NOTCH2NL s’est par la suite dupliqué trois fois sur le même chromosome, pour finalement avoir un total de 3 copies actives, et une autre inactive. Les réplications de gènes peuvent représenter un avantage évolutif, car pendant qu’une des copies assure le rôle qu’elle doit avoir, les autres peuvent accomplir d’autres tâches.
Un scientifique de l’université de Bruxelles a aussi découvert qu’en stimulant l’activité des gènes NOTCH2NL dans des cultures de tissus du cerveau, ces derniers produisaient beaucoup plus de cellules souches.
Après avoir remarqué que NOTCH2NL était particulièrement actif dans les cellules d’un cerveau de fœtus, un groupe de neurobiologistes de l’institut Max Planck à Dresde, a inséré ce gène dans le tissu cérébral d’un embryon de souris. Ils ont aussi constaté une plus grande prolifération des cellules souches.
Ces résultats suggèrent que la différentiation des cellules souches est retardée par NOTCH2NL, afin qu’elles puissent continuer à se multiplier davantage.

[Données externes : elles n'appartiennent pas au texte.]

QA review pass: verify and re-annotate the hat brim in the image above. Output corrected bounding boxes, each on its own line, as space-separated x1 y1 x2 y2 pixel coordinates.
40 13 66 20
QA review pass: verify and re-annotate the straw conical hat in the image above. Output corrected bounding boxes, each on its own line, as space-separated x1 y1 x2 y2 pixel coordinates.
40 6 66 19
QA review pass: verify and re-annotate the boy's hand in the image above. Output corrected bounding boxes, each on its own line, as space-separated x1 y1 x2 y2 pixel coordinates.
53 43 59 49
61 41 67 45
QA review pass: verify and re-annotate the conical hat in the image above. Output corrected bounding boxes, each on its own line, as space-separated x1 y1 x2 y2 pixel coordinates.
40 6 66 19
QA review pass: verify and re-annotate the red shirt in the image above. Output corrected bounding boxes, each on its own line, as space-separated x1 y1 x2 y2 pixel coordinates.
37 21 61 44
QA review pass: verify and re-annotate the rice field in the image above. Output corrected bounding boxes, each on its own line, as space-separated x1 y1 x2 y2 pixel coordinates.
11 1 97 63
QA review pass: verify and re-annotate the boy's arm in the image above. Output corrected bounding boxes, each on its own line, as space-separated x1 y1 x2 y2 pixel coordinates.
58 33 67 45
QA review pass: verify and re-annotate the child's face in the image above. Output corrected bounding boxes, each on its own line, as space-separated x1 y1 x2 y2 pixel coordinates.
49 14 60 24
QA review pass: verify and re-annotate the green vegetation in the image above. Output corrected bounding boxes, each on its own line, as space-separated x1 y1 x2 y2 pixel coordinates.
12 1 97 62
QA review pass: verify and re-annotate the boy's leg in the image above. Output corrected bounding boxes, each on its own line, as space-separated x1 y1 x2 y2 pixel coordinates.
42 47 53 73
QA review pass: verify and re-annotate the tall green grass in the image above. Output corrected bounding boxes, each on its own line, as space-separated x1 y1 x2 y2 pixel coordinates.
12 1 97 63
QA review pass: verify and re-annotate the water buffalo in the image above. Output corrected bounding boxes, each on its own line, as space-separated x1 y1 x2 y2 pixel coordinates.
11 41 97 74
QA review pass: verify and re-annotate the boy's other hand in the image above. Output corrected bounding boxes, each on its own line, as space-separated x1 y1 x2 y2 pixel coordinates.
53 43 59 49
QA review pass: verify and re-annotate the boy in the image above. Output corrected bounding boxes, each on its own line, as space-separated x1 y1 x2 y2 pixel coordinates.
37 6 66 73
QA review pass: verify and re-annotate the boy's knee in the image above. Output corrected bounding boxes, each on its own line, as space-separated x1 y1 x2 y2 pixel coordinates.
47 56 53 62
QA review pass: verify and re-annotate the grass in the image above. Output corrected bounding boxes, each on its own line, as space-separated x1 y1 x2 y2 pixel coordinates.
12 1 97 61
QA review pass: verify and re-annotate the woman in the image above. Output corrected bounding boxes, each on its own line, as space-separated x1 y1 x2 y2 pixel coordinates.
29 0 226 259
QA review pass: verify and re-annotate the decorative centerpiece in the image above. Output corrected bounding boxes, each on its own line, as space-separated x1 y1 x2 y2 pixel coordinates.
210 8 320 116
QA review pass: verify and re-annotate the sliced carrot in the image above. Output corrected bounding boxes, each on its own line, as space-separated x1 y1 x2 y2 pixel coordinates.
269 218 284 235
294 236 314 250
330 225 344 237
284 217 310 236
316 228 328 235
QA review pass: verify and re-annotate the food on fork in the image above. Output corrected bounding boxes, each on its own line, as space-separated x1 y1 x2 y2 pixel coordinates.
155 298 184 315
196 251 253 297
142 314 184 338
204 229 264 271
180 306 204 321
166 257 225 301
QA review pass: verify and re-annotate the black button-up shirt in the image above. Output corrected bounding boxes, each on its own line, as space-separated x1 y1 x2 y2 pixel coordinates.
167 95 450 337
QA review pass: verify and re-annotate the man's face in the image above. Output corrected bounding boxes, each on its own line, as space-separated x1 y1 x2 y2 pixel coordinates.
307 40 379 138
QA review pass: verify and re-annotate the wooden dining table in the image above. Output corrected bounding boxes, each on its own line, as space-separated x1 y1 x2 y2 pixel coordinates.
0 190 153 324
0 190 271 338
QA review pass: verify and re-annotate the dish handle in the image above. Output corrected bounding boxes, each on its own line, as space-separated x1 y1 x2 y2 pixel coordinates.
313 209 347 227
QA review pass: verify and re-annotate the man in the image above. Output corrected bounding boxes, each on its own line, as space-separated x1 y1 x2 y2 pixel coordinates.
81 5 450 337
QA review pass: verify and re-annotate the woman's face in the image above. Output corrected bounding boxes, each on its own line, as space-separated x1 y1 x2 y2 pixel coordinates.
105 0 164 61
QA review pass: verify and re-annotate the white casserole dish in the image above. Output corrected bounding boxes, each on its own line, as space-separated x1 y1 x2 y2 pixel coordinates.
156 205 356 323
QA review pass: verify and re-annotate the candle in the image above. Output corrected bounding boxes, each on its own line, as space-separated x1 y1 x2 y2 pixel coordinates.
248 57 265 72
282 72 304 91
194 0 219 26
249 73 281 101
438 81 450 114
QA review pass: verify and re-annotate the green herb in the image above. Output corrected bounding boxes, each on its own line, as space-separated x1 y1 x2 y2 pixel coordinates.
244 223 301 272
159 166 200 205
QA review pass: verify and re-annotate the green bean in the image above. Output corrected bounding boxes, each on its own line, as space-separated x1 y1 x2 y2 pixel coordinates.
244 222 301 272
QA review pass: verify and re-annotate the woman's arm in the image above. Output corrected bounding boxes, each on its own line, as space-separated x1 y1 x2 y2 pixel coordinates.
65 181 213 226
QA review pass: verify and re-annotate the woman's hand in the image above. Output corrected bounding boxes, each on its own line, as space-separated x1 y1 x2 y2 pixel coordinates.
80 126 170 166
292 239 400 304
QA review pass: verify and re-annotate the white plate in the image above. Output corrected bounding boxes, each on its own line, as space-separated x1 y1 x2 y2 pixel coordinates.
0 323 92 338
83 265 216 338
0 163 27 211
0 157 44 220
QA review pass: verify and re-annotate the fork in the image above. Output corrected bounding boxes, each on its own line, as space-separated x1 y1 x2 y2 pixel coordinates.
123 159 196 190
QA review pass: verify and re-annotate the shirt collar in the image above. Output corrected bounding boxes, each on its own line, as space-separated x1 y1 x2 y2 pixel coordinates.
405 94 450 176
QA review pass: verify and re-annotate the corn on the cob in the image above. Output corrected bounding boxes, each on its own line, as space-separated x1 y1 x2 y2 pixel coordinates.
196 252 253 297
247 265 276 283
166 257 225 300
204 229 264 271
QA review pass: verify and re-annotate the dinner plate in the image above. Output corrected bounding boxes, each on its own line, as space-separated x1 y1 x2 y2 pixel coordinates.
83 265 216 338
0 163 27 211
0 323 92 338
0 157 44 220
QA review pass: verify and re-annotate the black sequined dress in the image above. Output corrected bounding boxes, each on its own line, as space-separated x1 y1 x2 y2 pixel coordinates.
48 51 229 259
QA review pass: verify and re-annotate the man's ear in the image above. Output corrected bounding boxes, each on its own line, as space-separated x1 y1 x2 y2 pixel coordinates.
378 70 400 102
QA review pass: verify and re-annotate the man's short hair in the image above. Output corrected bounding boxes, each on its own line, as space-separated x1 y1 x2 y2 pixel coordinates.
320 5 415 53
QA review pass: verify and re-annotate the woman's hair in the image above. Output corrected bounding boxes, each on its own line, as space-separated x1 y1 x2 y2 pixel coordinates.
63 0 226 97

Le mécanisme moléculaire de la protéine exprimée par NOTCH2NL a été décrit par le groupe de Bruxelles. Il semblerait qu’elle bloque une voie de signalisation permettant la différentiation des cellules souches, afin de leur laisser davantage de temps pour se répliquer, et ainsi obtenir un plus grand nombre de neurones.
Un autre fait important a été constaté par le groupe de l’Université de Californie : les trois copies NOTCH2NL fonctionnelles se situent toutes dans une région du génome humain impliqué dans la schizophrénie, l’autisme, et les syndrome du retard du développement.
Souvent, les gènes qui se sont déjà dupliqués ont tendance à recommencer, augmentant les chances qu’ils subissent des mutations durant la réplication. « Ces gènes semblent jouer un rôle important dans le développement du cortex cérébral, et des dérégulations peuvent conduire à des maladies », déclare Greg Wray, spécialiste de l’évolution développementale.
Ce dernier pense par ailleurs que ce groupe de gènes n’a pas eu qu’un seul rôle durant l’évolution, car la région chromosomique dans laquelle il se situe est très complexe et difficile à séquencer, il reste encore beaucoup d’éléments à comprendre. Mais pourrait-il y avoir des interactions avec d’autres séquences dans la région ?
Néanmoins, cette découverte pourrait permettre de mieux comprendre les mécanismes qui conduisent à un dérèglement du développement cérébral, et ainsi mettre en évidence les causes de certains autres troubles cognitifs.